When the mature lysyl oxidase enzyme is expressed into the extracellular space, it undergoes post-translational processing as more fully descripted in the page about the LOX inhibitor candidate.  Following processing and proteolytic cleavage, the LOX propeptide sequence is separated from the active enzyme.

It is known that the enzyme itself and the propeptide sequence have different biological actions, the range of which are only now starting to be researched.  At least seventeen different binding partners have been identified for the propeptide sequence, and the resultant biological effects of these different bindings are yet to be fully understood.

One interaction that has been well-documented is the ability of the LOX-PP to block binding of fibroblast growth factor 2 (FGF-2) with its receptor.  It is known that this blocking reduces the invasiveness of some cancer cells, a phenomenon that has been studied mainly in prostate cancer.  The suggested mechanism of inhibition is illustrated in the diagram on the right.  It is likewise known that the presence of LOX itself is up-regulated in some cancers, which suggests that when the pro-invasive actions of LOX are balanced by the anti-invasive actions of the LOX-PP, cells do not undergo transformation to a cancerous phenotype and the cancerous cells do not spread.  If the balance is not maintained, then cancer cells can become more highly invasive and the cancer can metastacize.

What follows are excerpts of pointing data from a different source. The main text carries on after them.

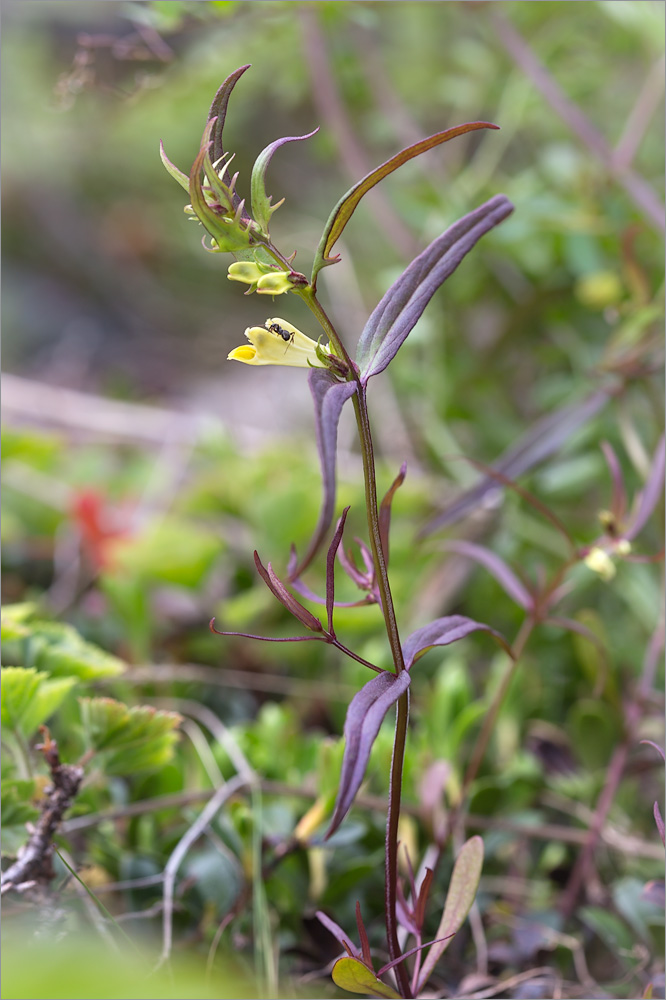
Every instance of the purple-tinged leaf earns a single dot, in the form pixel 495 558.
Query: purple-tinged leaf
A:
pixel 497 567
pixel 401 307
pixel 404 914
pixel 330 568
pixel 309 594
pixel 657 748
pixel 462 890
pixel 545 438
pixel 261 202
pixel 353 975
pixel 650 494
pixel 364 717
pixel 269 638
pixel 385 510
pixel 329 397
pixel 218 110
pixel 363 937
pixel 279 590
pixel 442 632
pixel 408 954
pixel 618 496
pixel 345 208
pixel 424 891
pixel 336 930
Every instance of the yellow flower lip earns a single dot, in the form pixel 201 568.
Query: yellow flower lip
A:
pixel 277 343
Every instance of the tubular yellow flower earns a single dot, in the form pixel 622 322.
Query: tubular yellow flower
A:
pixel 277 343
pixel 600 562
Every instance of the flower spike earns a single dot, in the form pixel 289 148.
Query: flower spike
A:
pixel 277 343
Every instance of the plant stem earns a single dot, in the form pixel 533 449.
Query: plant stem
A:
pixel 402 716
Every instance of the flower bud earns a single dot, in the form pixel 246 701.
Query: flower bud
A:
pixel 246 271
pixel 274 283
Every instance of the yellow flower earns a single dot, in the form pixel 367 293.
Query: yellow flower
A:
pixel 262 280
pixel 600 562
pixel 277 343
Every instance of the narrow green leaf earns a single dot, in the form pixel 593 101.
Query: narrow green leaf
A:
pixel 47 700
pixel 61 651
pixel 29 698
pixel 261 202
pixel 462 890
pixel 352 975
pixel 14 617
pixel 129 740
pixel 345 208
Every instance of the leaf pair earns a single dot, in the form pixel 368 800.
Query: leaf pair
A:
pixel 369 706
pixel 356 974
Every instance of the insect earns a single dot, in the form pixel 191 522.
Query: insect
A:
pixel 286 336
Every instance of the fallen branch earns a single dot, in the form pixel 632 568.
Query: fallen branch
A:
pixel 34 867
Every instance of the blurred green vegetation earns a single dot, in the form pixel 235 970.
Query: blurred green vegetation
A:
pixel 137 540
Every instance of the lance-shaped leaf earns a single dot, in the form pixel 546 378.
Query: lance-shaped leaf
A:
pixel 462 890
pixel 345 208
pixel 261 202
pixel 218 111
pixel 329 397
pixel 619 498
pixel 279 591
pixel 364 717
pixel 400 309
pixel 546 437
pixel 442 632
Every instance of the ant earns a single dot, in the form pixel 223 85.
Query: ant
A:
pixel 286 336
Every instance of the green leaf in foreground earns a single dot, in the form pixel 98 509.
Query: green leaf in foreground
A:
pixel 29 698
pixel 352 975
pixel 129 739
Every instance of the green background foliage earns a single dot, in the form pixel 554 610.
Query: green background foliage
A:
pixel 190 463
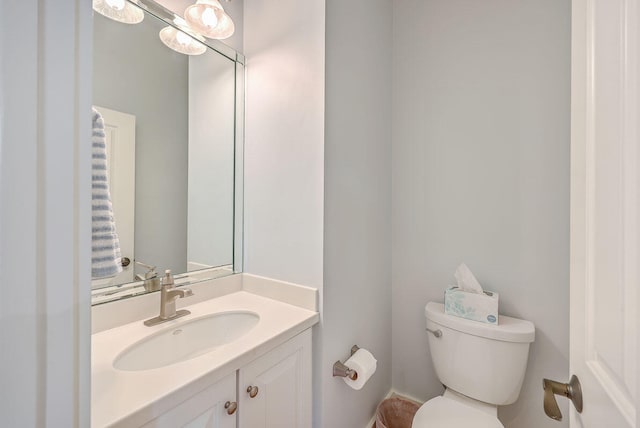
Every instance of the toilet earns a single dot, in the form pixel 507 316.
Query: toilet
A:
pixel 482 366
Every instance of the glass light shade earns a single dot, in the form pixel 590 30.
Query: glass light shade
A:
pixel 224 29
pixel 181 42
pixel 207 17
pixel 119 10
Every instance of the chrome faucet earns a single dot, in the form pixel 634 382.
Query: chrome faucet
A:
pixel 150 278
pixel 168 296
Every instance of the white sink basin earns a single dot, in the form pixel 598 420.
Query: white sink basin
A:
pixel 186 340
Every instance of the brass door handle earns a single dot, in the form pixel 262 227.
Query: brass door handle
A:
pixel 253 391
pixel 231 407
pixel 571 390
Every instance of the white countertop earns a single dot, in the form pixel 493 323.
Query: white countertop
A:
pixel 130 398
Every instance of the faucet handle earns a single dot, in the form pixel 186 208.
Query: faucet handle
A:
pixel 167 279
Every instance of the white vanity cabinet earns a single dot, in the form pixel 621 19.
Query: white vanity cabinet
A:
pixel 206 409
pixel 274 391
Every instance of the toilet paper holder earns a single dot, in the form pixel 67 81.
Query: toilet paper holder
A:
pixel 341 370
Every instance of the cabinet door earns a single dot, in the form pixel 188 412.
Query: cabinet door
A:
pixel 281 383
pixel 203 410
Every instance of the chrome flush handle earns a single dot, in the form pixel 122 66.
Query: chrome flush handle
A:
pixel 436 333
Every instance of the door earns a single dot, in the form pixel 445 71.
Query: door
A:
pixel 120 133
pixel 274 391
pixel 215 407
pixel 605 211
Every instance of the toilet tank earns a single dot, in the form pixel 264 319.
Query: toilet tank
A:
pixel 482 361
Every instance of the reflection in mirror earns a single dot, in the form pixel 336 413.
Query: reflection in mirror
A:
pixel 170 125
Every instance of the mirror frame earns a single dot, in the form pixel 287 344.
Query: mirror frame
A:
pixel 122 291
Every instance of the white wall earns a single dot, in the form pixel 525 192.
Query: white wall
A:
pixel 481 175
pixel 45 153
pixel 357 226
pixel 284 139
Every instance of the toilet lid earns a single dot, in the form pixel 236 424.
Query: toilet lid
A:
pixel 442 412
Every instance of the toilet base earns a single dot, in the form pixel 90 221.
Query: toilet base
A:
pixel 454 410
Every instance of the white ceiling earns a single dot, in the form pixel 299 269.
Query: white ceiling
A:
pixel 177 6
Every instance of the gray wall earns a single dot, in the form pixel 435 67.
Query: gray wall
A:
pixel 357 205
pixel 134 72
pixel 284 139
pixel 481 175
pixel 211 159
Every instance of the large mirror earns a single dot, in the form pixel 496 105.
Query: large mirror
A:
pixel 173 136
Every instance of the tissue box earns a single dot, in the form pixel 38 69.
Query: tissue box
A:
pixel 474 306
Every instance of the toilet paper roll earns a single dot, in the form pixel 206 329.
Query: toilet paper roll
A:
pixel 364 364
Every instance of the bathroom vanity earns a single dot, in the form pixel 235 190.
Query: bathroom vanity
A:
pixel 240 359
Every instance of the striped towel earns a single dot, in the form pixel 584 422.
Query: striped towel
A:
pixel 105 246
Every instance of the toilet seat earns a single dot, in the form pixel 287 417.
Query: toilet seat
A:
pixel 443 412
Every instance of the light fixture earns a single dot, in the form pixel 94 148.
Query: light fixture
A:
pixel 207 17
pixel 119 10
pixel 181 42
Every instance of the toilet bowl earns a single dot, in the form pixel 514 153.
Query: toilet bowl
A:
pixel 482 367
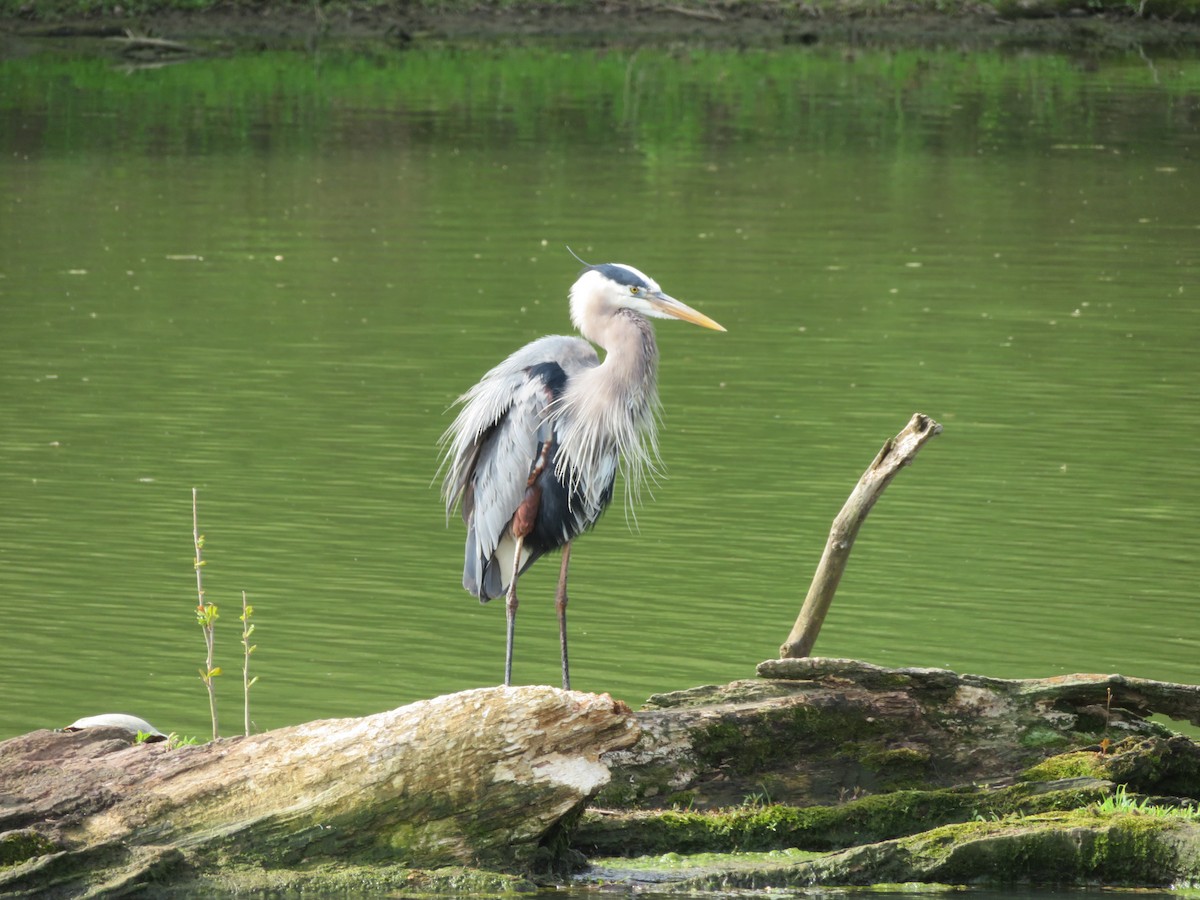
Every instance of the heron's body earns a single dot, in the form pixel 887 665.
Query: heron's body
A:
pixel 534 451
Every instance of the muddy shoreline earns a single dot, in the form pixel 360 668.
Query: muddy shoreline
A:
pixel 600 23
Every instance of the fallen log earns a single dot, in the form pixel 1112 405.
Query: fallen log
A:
pixel 479 779
pixel 819 731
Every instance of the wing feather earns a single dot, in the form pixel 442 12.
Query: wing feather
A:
pixel 491 447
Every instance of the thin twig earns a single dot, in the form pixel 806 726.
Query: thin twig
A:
pixel 897 453
pixel 207 617
pixel 247 648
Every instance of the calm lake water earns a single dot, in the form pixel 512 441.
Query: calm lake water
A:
pixel 269 276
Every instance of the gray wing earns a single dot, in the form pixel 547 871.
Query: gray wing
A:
pixel 491 447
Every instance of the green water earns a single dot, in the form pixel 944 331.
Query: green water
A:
pixel 269 276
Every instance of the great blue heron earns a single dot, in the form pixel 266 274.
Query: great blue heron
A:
pixel 534 451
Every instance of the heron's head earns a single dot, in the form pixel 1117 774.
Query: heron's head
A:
pixel 601 291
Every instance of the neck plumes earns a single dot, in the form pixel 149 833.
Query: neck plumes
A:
pixel 610 412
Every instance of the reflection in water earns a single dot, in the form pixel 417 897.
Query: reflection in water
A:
pixel 268 279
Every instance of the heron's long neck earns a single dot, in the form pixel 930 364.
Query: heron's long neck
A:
pixel 613 407
pixel 630 367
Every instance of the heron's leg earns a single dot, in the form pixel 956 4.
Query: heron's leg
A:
pixel 510 611
pixel 561 606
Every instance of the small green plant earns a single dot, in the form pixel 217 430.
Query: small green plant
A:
pixel 757 799
pixel 205 617
pixel 247 648
pixel 1120 802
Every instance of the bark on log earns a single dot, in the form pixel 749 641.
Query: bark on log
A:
pixel 478 778
pixel 895 454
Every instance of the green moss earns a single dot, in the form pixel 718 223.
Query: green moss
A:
pixel 18 846
pixel 777 827
pixel 775 737
pixel 1074 765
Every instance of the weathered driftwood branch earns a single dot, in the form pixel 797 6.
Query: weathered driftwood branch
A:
pixel 478 778
pixel 897 453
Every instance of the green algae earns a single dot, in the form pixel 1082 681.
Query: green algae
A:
pixel 820 828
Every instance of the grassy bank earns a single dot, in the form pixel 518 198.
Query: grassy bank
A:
pixel 1114 23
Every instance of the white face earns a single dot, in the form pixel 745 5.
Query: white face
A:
pixel 619 286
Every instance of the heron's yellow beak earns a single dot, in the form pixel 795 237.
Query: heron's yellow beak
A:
pixel 677 310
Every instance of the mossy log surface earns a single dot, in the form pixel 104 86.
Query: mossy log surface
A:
pixel 820 731
pixel 903 775
pixel 474 779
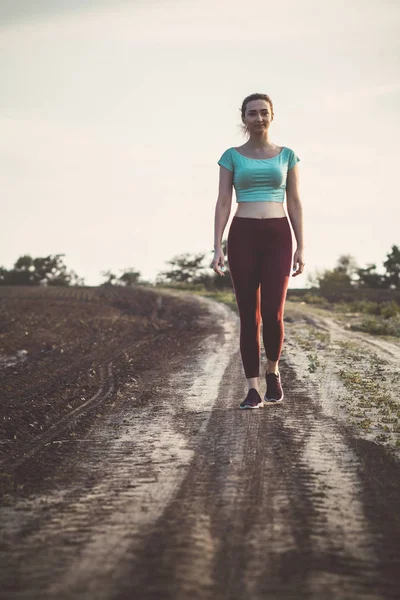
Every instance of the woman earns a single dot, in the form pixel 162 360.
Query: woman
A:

Cascia will study whether a recombinant protein version of the propeptide has the ability to restore this balance and to reduce the ability of cancer cells to spread.  This exact behavior has been reported in the scientific literature using colonies of cultured cells, but further study in animal models is warranted.  Likewise, it has been demonstrated that when a purified form of the LOX-PP was administered to animals being treated either for both breast or pancreatic cancer with doxorubicin, a commonly used chemotherapeutic agent, the cytotoxic effect of doxorubicin was significantly enhanced.

 A further potential use for this drug is to inhibit angiogenesis, the formation of blood vessels.  Angiogenesis is a normal function of human physiology, but when it become dysregulated it contributes to disease.  This occurs in often in cancers as the new blood vessels support growth of the tumor, but aberrant growth occurs in vascular diseases, rheumatoid arthritis, proliferative retinopathy, and other conditions with exuberant angiogenesis.